The Joint Research Centre has recently published two reports Towards Green Transition in EU regions and Case studies towards Green Transition in EU regions that illustrate how five European regions are using S3 to promote the green transition: the Basque Country in Spain, the Centro region in Portugal, the region of East & North Finland, the region of Western Macedonia in Greece and the region of West Netherlands.
Main green transition challenges in regions
Main Green Transition challenges faced in EU regions by the Case Study Regions.
- Oversized carbon footprint generally, due to peripherality
- Need to improve sustainability of mining industry
- Decarbonisation of steel making industry
- Enhancing industrial circularity – particularly in wood/timber/forest sector
- Greening of the Port of Rotterdam, through large-scale application of offshore wind power and production/distribution of green hydrogen
- Cleaning the agri-food sector, including decarbonisation of major greenhouse-based horticultural operations at ‘Greenport’

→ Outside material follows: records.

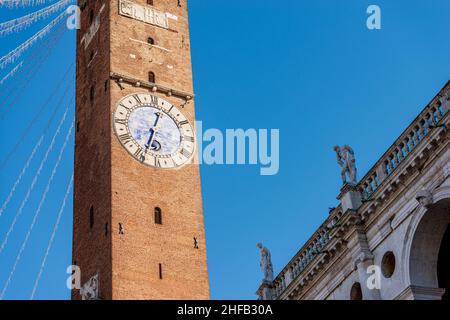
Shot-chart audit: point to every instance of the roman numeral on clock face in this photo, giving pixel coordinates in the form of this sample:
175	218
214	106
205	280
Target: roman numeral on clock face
185	153
139	154
138	100
125	138
155	100
121	121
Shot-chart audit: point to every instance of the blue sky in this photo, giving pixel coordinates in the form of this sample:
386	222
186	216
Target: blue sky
309	68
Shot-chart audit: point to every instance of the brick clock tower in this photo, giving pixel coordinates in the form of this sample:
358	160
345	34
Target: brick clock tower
138	218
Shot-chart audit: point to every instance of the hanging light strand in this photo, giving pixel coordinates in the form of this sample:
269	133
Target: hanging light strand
25	21
21	3
17	52
38	211
52	238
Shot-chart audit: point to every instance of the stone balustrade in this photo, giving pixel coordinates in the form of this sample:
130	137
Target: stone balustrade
428	119
314	247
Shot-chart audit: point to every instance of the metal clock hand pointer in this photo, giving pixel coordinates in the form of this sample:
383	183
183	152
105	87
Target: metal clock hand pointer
153	131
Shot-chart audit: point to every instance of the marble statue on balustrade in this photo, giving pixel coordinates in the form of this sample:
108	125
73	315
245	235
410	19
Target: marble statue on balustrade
346	160
266	263
445	100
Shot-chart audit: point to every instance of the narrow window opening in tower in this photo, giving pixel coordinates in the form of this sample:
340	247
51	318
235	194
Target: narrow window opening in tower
151	77
158	215
356	292
91	217
91	16
195	243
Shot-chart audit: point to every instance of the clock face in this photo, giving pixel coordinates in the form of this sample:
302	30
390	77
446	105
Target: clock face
154	131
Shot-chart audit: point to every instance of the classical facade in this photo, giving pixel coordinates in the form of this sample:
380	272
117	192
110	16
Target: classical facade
389	238
138	218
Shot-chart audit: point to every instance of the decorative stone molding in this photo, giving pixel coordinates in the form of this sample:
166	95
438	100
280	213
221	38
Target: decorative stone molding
425	198
265	291
122	78
421	293
350	197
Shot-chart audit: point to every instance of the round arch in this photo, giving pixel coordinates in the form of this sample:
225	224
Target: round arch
424	239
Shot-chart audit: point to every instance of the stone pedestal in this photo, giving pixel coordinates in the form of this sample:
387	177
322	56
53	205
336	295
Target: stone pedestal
350	197
265	291
421	293
368	293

- Further improving sustainable mobility
- Increasing the availability of new skills in energy transition related fields
- Reducing energy intensity and consumption of fossil fuels in industry generally
- Increasing diversification of primary energy sources, with more renewable energy
- Reducing greenhouse gas emissions in key sectors such as transport and buildings
- Shifting to a circular economy with reduced consumption of raw materials, re-use and recycling of waste across industry – including food and fishery value chains
- Green transformation of larger energy-intensive and polluting industries - e.g. cement and ceramics
- Reducing extraction of raw materials, mainly minerals
- Achieving circularity in waste-generating sectors – including the waste sector itself
- Harnessing Green Transition to effectively address territorial/demographic imbalances in the region
- Implementing the major planned initiative to replace the dominant lignite-based power industry with green hydrogen production and related R&D facilities
- Addressing social impacts of 8,000 direct job losses anticipated from lignite-related closures
- Successful upgrading of lignite power workers’ skills for new activities
- Convincing the local population of the benefits of transition and helping them engage positively with it
The reports highlight that S3 can be a driving force for innovation-led green transition when regional policymakers use directionality to promote policy experimentations, horizontal policies, and mission-oriented approaches.

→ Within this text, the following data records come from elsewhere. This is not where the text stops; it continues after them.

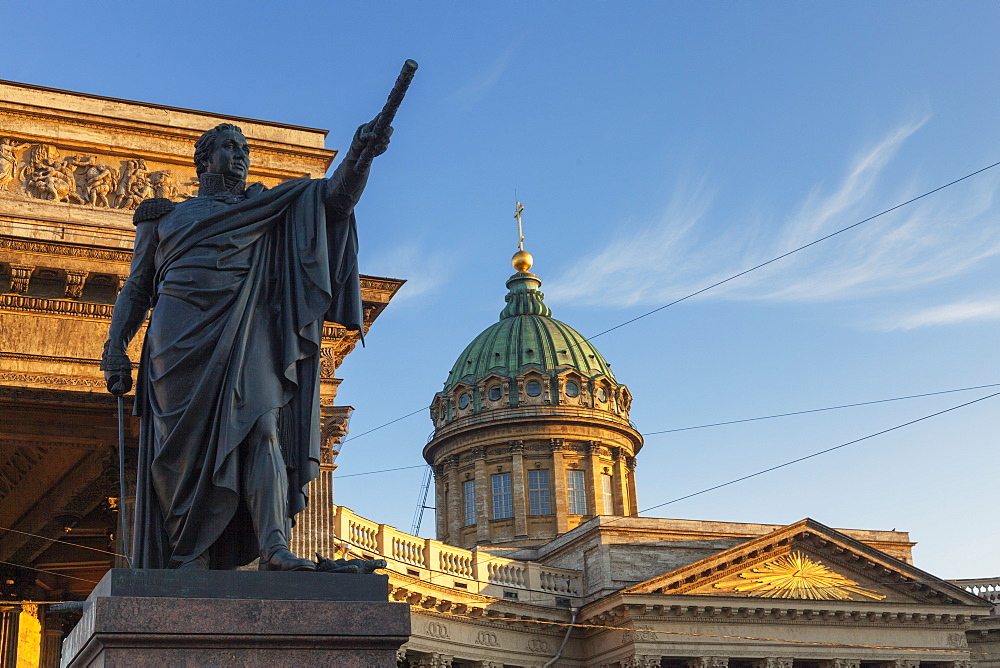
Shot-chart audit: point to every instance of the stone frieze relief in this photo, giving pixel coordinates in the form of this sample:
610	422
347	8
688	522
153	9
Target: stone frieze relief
40	171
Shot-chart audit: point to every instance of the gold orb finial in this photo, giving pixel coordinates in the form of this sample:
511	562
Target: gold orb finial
522	261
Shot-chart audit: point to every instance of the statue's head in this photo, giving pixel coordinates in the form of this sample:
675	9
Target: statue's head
222	150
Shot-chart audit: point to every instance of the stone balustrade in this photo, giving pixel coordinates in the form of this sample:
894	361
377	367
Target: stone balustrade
468	570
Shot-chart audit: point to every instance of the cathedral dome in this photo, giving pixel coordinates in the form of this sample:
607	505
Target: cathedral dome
528	359
531	432
527	336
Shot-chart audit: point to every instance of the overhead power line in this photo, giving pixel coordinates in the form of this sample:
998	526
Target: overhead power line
819	410
820	452
792	252
512	555
742	273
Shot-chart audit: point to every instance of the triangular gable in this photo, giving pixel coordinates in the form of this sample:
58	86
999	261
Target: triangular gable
806	560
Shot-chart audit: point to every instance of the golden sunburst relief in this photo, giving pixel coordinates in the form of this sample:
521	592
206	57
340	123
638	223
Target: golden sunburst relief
795	575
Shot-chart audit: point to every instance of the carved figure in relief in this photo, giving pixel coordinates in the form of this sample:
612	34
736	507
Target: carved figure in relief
134	186
47	176
163	184
243	279
8	161
99	181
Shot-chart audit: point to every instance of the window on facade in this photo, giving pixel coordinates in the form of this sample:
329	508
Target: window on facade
538	492
609	500
469	500
576	493
503	503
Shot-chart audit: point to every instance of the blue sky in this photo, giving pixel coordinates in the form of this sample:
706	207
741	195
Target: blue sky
657	147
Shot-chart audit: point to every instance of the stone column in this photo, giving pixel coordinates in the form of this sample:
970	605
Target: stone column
519	491
844	663
594	472
774	662
484	506
456	500
619	485
633	507
20	276
51	645
559	485
709	662
442	491
9	617
74	283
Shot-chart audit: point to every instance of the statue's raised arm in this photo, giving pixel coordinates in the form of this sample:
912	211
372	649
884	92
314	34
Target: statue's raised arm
240	280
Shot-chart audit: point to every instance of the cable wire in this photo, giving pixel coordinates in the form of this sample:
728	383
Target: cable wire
713	424
791	252
821	452
746	271
64	542
819	410
42	570
525	550
963	652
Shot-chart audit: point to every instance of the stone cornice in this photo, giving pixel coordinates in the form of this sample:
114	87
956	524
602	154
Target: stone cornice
717	610
68	307
870	564
66	250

Indeed, the green transition requires regions to adopt a broad range of innovation policies that encompass multi-technology, multi-actor and multi-sectoral endeavours, with high user-involvement to foster system-level Green Transition, rather than simply promoting ‘green technology’ developments.
The reports also note the challenge for regional policymakers to engage civil society more broadly to respond to the complexity of addressing societal challenges. The Policy Learning Platform has organised a webinar on mission-oriented innovation policies to better understand how regional policymakers could use mission-oriented approaches to address place-based societal challenges while engaging a broad range of different stakeholders.